Dava dilekçesindeki açıklamaya göre dava, zilyetliğe dayalı tapu iptali ve tescil istemine ilişkindir.
Çekişmeli taşınmazların bulunduğu yerde orman kadastrosu, 3402 sayılı Kanunun 5304 sayılı Kanunla değişik 4. maddesi hükmüne göre yapılmış, çekişmeli parsel orman alanı içinde bırakılmıştır.
Mahkemece, çekişmeli taşınmazların orman sayılmayan yerlerden olduğu ve davacı yararına kazandırıcı zamanaşımı zilyedliği yoluyla taşınmaz edinme koşullarının oluştuğu belirlenerek hüküm kurulmuş ise de yapılan inceleme ve araştırma hüküm kurmaya yeterli değildir.

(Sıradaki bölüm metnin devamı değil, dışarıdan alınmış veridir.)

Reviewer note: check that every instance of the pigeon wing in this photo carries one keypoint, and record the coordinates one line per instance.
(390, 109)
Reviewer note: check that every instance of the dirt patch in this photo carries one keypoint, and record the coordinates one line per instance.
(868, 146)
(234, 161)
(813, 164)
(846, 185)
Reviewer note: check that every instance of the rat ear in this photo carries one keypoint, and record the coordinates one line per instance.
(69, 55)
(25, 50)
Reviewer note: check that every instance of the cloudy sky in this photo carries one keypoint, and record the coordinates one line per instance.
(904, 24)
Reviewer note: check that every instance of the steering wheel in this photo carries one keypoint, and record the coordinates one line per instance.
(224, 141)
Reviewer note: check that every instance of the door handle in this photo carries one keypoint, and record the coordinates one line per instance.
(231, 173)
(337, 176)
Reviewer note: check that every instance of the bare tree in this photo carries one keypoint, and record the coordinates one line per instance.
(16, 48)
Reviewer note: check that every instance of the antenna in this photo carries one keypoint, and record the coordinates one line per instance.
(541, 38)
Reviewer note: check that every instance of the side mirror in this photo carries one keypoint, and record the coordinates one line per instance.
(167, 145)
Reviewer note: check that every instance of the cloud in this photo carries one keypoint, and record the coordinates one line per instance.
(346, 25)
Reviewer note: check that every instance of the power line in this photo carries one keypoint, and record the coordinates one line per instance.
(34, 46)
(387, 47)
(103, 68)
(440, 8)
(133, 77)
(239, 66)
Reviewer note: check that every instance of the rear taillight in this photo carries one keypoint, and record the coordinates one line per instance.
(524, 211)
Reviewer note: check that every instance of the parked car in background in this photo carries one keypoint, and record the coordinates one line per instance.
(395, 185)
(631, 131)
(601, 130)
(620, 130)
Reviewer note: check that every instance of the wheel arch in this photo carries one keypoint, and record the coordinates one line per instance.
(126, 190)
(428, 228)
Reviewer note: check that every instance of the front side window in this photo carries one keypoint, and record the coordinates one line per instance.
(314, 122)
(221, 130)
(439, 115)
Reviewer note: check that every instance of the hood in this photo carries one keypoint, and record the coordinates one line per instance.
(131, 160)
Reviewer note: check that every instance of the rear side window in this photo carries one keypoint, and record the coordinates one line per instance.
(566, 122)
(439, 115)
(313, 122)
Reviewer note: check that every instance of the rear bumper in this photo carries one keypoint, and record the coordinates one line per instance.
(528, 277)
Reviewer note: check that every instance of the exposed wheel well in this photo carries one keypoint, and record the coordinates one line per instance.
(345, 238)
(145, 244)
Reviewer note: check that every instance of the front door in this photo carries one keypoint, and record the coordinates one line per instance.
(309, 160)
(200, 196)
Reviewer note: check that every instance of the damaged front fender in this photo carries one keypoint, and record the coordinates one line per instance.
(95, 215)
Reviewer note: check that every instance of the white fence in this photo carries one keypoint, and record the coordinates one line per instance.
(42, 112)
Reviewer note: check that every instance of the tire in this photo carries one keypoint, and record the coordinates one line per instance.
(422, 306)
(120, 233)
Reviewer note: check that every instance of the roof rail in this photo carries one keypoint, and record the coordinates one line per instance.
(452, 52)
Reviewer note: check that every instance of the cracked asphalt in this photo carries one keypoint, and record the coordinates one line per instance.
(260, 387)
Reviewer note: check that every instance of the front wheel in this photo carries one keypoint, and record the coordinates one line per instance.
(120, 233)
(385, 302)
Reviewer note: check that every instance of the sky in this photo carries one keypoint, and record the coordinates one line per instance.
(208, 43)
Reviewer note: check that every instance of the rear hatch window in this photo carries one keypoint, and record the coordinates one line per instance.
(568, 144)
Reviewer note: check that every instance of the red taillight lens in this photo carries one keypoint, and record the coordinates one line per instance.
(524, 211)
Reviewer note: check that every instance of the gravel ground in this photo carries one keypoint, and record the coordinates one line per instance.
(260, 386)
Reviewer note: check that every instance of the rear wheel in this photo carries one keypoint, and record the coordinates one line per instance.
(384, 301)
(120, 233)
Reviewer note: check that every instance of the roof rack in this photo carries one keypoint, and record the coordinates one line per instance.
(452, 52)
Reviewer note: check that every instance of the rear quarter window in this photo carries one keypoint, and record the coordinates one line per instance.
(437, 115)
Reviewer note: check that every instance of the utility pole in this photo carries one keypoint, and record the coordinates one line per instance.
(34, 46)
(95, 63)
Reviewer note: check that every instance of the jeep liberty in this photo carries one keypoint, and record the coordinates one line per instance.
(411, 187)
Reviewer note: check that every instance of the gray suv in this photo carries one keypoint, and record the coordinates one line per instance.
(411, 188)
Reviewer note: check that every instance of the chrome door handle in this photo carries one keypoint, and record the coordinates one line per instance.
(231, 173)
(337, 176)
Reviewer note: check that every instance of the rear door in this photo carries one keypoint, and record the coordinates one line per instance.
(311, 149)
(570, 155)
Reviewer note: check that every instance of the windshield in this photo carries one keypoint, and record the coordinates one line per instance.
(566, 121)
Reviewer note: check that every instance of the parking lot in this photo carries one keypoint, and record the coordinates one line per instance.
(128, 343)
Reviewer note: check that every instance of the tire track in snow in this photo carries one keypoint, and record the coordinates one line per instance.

Şöyle ki; müteveffa ....."ın mirasçısı ...., ..., ... ve davada taraf olarak yer almamıştır. 18.07.2013 tarihli ziraat bilirkişi ...."ın raporunda 500 ada 36, 37, 38, 39, 40 parsel sayılı taşınmazlar uzun yıllardan
beri (en az 40 yıl) tarım amaçlı olarak kullanıldığı, 41 ve 42 sayılı parseller ise yaklaşık 15-18 yıldır işlenmediği ancak daha öncesinde uzun yıllar tarım amaçlı olarak kullanıldığını belirtmiş, 10.06.2011 tarihli ziraat bilirkişi Tahsin Çelik"in raporunda “500 ada 36, 37, 38, 39 ve 40 parsel sayılı taşınmazlar uzun yıllardan beri (25-30 yıl) toprak işlemesine tâbi tutulmadığını belirtmiş olmasına rağmen, parsellerde iradi terk durumunun bulunup bulunmadığı tartışılmamıştır.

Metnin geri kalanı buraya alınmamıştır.